An Air Ball in Academia
Published: Tuesday, February 4, 2014
Updated: Tuesday, February 4, 2014 01:02
Late last month, it became public knowledge that Georgetown’s transfer center Joshua Smith would be ineligible to play basketball at Georgetown for the rest of the 2013-2014 season for academic reasons. Many Georgetown supporters bemoaned the announcement’s impact on the team’s tournament chances. Still, others questioned why basketball was experiencing a second-straight year with academically challenged stars. Why can’t John Thompson III keep all his players on the court, and why can’t our prominent athletes stay eligible for the whole season? These questions may be difficult to answer without more information, but their importance is undeniable, and the university community ought to demand accountability for what may otherwise become a foreseeable regularity for high-profile Georgetown athletes.
Student-athletes face demanding burdens on the Hilltop. Those of us who struggle to succeed as students could never understand the difficulties of becoming a world-class athlete in the process. Nevertheless, whatever one’s view on the proper relationship between student-athletes and the universities they attend, no one can deny that the resources and attention devoted to the success of collegiate athletes represents an investment on behalf of the university community. Smith’s ineligibility was a disappointing setback to the basketball program, but this failure rests on many shoulders, not just Smith’s. Still, the investors in Georgetown and the varsity basketball program are justified in seeking recompense.
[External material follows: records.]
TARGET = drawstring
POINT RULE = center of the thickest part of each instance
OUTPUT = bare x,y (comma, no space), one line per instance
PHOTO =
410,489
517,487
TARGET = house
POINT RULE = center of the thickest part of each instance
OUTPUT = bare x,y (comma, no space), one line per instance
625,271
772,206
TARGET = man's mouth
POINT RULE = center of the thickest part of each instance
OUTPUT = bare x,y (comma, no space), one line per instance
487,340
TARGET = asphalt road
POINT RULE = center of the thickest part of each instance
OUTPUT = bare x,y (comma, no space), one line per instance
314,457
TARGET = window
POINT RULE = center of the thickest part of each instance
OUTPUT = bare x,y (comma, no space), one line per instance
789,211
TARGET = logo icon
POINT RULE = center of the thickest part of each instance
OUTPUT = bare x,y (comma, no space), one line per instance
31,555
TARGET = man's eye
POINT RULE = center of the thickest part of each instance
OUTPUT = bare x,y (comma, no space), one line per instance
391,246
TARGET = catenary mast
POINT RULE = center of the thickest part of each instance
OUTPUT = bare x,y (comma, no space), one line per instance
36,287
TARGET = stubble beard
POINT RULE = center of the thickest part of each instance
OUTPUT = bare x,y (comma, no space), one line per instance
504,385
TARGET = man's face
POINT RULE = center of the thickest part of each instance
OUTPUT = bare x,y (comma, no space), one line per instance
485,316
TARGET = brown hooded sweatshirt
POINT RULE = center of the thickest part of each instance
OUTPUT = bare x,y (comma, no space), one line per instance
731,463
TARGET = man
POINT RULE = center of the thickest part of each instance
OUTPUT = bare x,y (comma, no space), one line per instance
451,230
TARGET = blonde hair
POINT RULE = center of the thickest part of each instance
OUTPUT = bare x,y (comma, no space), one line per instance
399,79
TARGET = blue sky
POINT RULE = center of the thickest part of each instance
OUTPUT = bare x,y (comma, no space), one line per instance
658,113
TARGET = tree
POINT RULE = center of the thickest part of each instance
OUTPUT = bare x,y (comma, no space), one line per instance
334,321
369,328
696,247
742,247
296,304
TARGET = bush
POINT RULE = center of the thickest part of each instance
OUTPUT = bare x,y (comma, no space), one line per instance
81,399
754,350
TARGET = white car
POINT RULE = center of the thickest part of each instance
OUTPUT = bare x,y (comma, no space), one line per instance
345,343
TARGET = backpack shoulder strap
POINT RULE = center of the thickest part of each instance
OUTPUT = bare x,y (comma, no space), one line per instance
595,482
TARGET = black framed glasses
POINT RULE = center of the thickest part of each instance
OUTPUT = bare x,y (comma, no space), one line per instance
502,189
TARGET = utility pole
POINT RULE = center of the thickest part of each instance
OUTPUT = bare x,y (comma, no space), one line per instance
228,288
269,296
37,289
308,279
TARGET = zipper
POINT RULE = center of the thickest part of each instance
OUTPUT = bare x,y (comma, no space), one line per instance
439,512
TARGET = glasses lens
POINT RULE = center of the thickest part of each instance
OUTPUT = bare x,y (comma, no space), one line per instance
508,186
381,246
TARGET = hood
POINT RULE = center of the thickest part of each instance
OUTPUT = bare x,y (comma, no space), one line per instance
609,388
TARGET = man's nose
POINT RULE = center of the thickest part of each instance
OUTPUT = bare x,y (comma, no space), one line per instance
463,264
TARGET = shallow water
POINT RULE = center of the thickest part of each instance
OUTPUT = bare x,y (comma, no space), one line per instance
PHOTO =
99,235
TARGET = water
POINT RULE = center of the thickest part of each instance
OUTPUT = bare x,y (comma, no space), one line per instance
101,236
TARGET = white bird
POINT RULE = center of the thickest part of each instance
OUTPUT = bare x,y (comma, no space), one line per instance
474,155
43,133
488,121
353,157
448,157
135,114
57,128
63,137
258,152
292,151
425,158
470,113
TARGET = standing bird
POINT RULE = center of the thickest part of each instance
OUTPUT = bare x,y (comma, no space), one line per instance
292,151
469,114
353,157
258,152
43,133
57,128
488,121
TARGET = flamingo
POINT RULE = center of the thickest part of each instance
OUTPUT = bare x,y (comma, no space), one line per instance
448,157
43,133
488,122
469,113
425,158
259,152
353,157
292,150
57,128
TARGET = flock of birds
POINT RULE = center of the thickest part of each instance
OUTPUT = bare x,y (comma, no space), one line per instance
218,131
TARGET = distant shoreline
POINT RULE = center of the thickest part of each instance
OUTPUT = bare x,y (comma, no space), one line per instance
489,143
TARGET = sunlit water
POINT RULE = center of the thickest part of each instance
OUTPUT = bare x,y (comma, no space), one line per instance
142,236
Every time a Georgetown athletic program fails to field a team with the most talented, hardest-working students available because a student is not academically competitive, athletic administrators ought to be disappointed. If we as a university are committed to maintaining a basketball program we can be proud of, we need to accept the obligation of assisting fellow students and helping educators succeed. There is simply no reason to spend money recruiting talented players if we can’t keep them eligible to play. Thompson should step up and explain how he and the rest of the Georgetown community can better support his student-athletes. The current culture of academic underperformance among our athletes should not be tolerated on the Hilltop, and everyone — athletes included — deserves better.